Asia Stocks Edge Up After Upbeat US Data, Dollar Sags
Asian stocks pulled ahead on Friday after patches of U.S. data continued to paint the world's largest economy in a positive light, while the dollar was on the defensive against its major peers.
MSCI's broadest index of Asia-Pacific shares outside Japan gained 0.2 percent to a two-week high. The index was on track to gain 2.3 percent this week.
Japan's Nikkei nudged up 0.4 percent, buoyed by prospects of Tokyo delaying a sales tax hike.
The Dow inched down 0.1 percent and the S&P 500 ended flat overnight after rising strongly for two days as advancing utilities offset declines in materials, banks and other cyclical industries.
U.S. data released on Thursday showed durable goods orders, pending home sales and initial jobless claims coming in strong, while capital goods orders and the Kansas City Fed manufacturing survey were weak.
The dollar was steady at 109.780 yen after losing 0.4 percent overnight.
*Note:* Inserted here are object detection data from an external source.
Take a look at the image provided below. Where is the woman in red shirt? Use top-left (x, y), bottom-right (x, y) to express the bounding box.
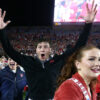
top-left (54, 45), bottom-right (100, 100)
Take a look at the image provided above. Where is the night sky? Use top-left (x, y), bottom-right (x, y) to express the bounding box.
top-left (0, 0), bottom-right (54, 26)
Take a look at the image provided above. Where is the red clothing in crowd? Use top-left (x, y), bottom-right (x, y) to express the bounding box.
top-left (54, 73), bottom-right (97, 100)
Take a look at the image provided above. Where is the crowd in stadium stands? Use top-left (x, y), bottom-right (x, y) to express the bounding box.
top-left (0, 28), bottom-right (100, 56)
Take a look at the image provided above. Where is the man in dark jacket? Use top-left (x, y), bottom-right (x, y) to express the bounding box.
top-left (0, 58), bottom-right (27, 100)
top-left (0, 1), bottom-right (97, 100)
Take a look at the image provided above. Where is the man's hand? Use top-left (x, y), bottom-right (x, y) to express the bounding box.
top-left (80, 0), bottom-right (97, 23)
top-left (0, 8), bottom-right (11, 30)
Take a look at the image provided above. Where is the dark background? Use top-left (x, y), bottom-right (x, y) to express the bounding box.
top-left (0, 0), bottom-right (54, 26)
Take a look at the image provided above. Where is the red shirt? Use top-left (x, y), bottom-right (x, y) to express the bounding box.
top-left (54, 73), bottom-right (97, 100)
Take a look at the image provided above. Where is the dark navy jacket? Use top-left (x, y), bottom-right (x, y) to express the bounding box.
top-left (0, 66), bottom-right (26, 100)
top-left (0, 23), bottom-right (92, 100)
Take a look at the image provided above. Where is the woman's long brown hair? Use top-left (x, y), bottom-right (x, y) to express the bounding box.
top-left (57, 45), bottom-right (97, 88)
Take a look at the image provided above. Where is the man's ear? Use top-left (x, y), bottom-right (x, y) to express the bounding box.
top-left (75, 60), bottom-right (80, 70)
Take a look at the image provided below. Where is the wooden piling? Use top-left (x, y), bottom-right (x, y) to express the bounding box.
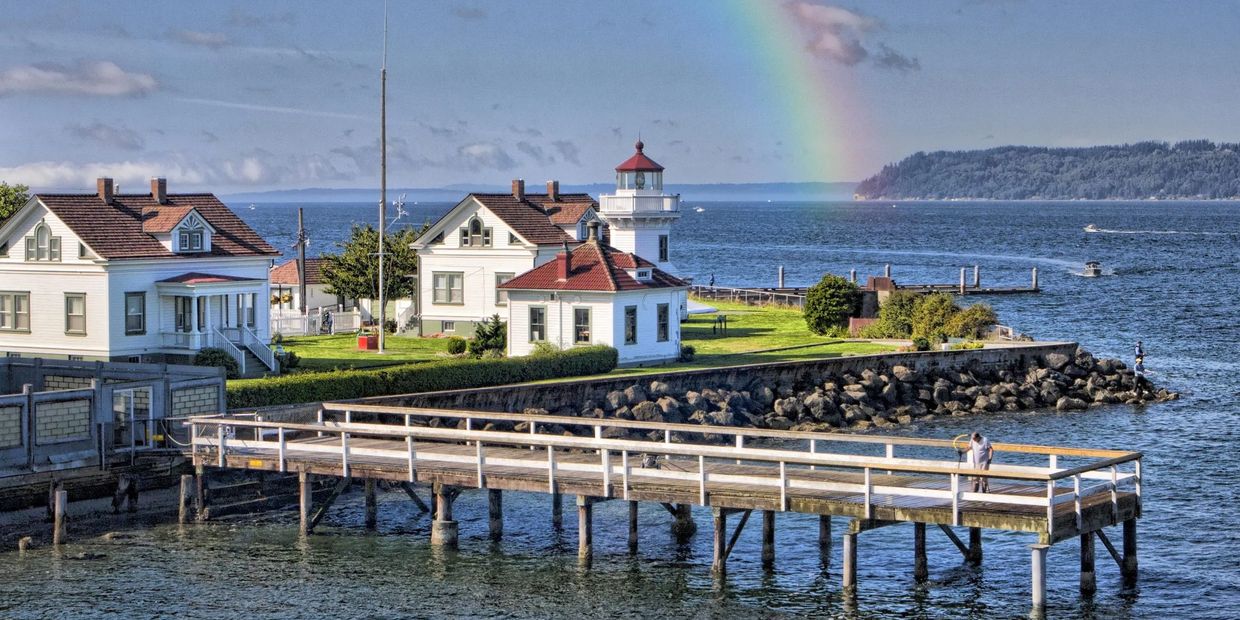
top-left (913, 523), bottom-right (930, 582)
top-left (629, 500), bottom-right (637, 556)
top-left (1080, 533), bottom-right (1097, 596)
top-left (1120, 518), bottom-right (1137, 587)
top-left (52, 489), bottom-right (69, 547)
top-left (842, 532), bottom-right (857, 598)
top-left (763, 510), bottom-right (775, 570)
top-left (486, 489), bottom-right (503, 541)
top-left (365, 477), bottom-right (379, 529)
top-left (577, 495), bottom-right (594, 565)
top-left (176, 474), bottom-right (193, 525)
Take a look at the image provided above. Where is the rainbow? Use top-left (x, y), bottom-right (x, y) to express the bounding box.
top-left (723, 0), bottom-right (868, 181)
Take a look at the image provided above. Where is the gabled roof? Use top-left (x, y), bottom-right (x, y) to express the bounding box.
top-left (616, 140), bottom-right (663, 172)
top-left (267, 258), bottom-right (322, 285)
top-left (35, 193), bottom-right (279, 259)
top-left (500, 239), bottom-right (688, 291)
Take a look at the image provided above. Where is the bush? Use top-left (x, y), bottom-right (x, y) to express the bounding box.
top-left (448, 336), bottom-right (469, 355)
top-left (802, 274), bottom-right (861, 336)
top-left (228, 346), bottom-right (619, 408)
top-left (193, 347), bottom-right (241, 379)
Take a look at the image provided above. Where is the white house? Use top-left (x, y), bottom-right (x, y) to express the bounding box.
top-left (413, 180), bottom-right (599, 336)
top-left (500, 223), bottom-right (688, 365)
top-left (0, 179), bottom-right (279, 371)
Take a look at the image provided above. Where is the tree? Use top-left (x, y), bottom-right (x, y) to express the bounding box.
top-left (802, 274), bottom-right (861, 335)
top-left (322, 224), bottom-right (427, 300)
top-left (0, 181), bottom-right (30, 222)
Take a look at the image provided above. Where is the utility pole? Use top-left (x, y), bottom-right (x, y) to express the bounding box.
top-left (379, 1), bottom-right (387, 353)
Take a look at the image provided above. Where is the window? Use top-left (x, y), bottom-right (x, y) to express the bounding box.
top-left (64, 293), bottom-right (86, 336)
top-left (624, 306), bottom-right (637, 345)
top-left (529, 306), bottom-right (547, 342)
top-left (26, 223), bottom-right (61, 263)
top-left (573, 308), bottom-right (590, 345)
top-left (0, 293), bottom-right (30, 331)
top-left (432, 272), bottom-right (465, 304)
top-left (172, 296), bottom-right (193, 332)
top-left (656, 304), bottom-right (671, 342)
top-left (495, 273), bottom-right (515, 306)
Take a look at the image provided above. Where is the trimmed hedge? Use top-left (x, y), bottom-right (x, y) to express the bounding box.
top-left (228, 346), bottom-right (619, 409)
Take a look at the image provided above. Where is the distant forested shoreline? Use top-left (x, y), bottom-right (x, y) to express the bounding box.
top-left (856, 140), bottom-right (1240, 200)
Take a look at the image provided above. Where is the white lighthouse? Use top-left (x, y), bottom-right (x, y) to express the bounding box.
top-left (599, 140), bottom-right (682, 275)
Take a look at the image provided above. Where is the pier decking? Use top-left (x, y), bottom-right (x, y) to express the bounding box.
top-left (187, 404), bottom-right (1141, 606)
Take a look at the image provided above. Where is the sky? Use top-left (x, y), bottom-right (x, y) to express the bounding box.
top-left (0, 0), bottom-right (1240, 192)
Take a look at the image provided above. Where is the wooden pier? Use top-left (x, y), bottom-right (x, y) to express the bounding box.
top-left (186, 403), bottom-right (1141, 609)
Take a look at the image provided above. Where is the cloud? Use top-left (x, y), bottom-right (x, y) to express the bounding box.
top-left (64, 120), bottom-right (146, 151)
top-left (517, 140), bottom-right (556, 164)
top-left (551, 140), bottom-right (582, 166)
top-left (784, 0), bottom-right (921, 72)
top-left (453, 6), bottom-right (486, 20)
top-left (0, 61), bottom-right (159, 97)
top-left (167, 30), bottom-right (232, 50)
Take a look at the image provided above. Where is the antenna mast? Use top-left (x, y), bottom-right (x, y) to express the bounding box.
top-left (379, 0), bottom-right (388, 353)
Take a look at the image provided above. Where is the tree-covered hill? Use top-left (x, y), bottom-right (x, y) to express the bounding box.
top-left (856, 140), bottom-right (1240, 200)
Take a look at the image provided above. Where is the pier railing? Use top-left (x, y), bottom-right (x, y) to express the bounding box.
top-left (187, 404), bottom-right (1141, 537)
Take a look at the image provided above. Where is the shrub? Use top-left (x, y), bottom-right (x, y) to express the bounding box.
top-left (193, 347), bottom-right (241, 379)
top-left (448, 336), bottom-right (469, 355)
top-left (228, 346), bottom-right (619, 408)
top-left (802, 274), bottom-right (861, 336)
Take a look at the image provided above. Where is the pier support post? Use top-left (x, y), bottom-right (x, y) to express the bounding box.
top-left (966, 527), bottom-right (982, 565)
top-left (763, 510), bottom-right (775, 570)
top-left (629, 500), bottom-right (637, 556)
top-left (298, 470), bottom-right (314, 536)
top-left (551, 492), bottom-right (564, 529)
top-left (363, 477), bottom-right (379, 529)
top-left (1120, 518), bottom-right (1137, 587)
top-left (843, 532), bottom-right (857, 598)
top-left (577, 495), bottom-right (594, 565)
top-left (672, 503), bottom-right (697, 542)
top-left (52, 489), bottom-right (69, 547)
top-left (176, 474), bottom-right (193, 526)
top-left (1029, 544), bottom-right (1050, 613)
top-left (430, 482), bottom-right (456, 547)
top-left (913, 523), bottom-right (930, 582)
top-left (1080, 532), bottom-right (1097, 596)
top-left (486, 489), bottom-right (503, 542)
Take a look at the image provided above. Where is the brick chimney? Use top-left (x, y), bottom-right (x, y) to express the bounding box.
top-left (556, 241), bottom-right (573, 280)
top-left (151, 176), bottom-right (167, 205)
top-left (94, 176), bottom-right (114, 205)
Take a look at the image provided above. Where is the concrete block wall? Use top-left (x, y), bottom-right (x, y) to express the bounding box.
top-left (0, 405), bottom-right (21, 450)
top-left (35, 398), bottom-right (91, 444)
top-left (172, 386), bottom-right (222, 417)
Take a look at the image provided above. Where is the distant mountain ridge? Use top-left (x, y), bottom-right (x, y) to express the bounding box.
top-left (856, 140), bottom-right (1240, 200)
top-left (223, 182), bottom-right (857, 203)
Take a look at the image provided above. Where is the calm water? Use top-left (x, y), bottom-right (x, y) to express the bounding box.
top-left (0, 202), bottom-right (1240, 619)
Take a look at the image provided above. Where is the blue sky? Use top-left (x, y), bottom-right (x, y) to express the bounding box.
top-left (0, 0), bottom-right (1240, 192)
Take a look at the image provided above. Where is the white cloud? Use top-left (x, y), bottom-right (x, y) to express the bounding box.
top-left (0, 61), bottom-right (159, 97)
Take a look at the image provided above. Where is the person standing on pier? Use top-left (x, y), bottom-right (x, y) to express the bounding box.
top-left (968, 432), bottom-right (994, 494)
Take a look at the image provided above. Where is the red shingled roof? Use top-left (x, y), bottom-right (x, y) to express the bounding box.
top-left (616, 140), bottom-right (663, 172)
top-left (471, 193), bottom-right (595, 246)
top-left (268, 258), bottom-right (322, 285)
top-left (500, 241), bottom-right (688, 291)
top-left (35, 193), bottom-right (279, 259)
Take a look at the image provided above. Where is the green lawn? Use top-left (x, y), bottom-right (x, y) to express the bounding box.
top-left (284, 334), bottom-right (448, 371)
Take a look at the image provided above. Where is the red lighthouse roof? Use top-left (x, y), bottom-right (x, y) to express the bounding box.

The euro treaded water at $1.1190 following Thursday's 0.3 percent gain.
The dollar index was nearly flat at 95.108 after slipping 0.3 percent overnight, pulling away from a two-month high of 95.661 scaled on Wednesday.
The greenback had rallied earlier in the week on growing expectations the Federal Reserve will raise interest rates as soon as June or July, supported by a series of comments from Fed officials seemingly backing such a move.
The financial markets are now looking to U.S. first-quarter GDP release and comments from Fed Chair Janet Yellen at a Harvard University-sponsored event later on Friday.
"Given the uniformity of comments from policymakers, we don't think Yellen will throw cold water on rate hike expectations and could in fact reinforce them," wrote Kathy Lien, managing director of FX strategy at BK Asset Management.
"Economists are also looking for first quarter GDP growth to be revised higher so today's pullback in the dollar should be temporary."
The Australian dollar extended gains after rising overnight on a modest upgrade in domestic capex data. The Aussie, which fell to a near three-month low of $0.7145 on Tuesday amid a slide in commodities, was last up 0.1 percent at $0.7230.
In commodities, crude oil went into consolidation mode after prices hit $50 a barrel overnight for the first time in seven months.
Brent crude was down 0.1 percent at $49.52 a barrel after surging to as high as $50.51 on Thursday.
Wildfires in Canada's oil sands, unrest in the Nigerian and Libyan energy sectors, and a near economic meltdown in OPEC member Venezuela have knocked out nearly 4 million barrels per day in immediate production, sparking a buying frenzy in crude futures.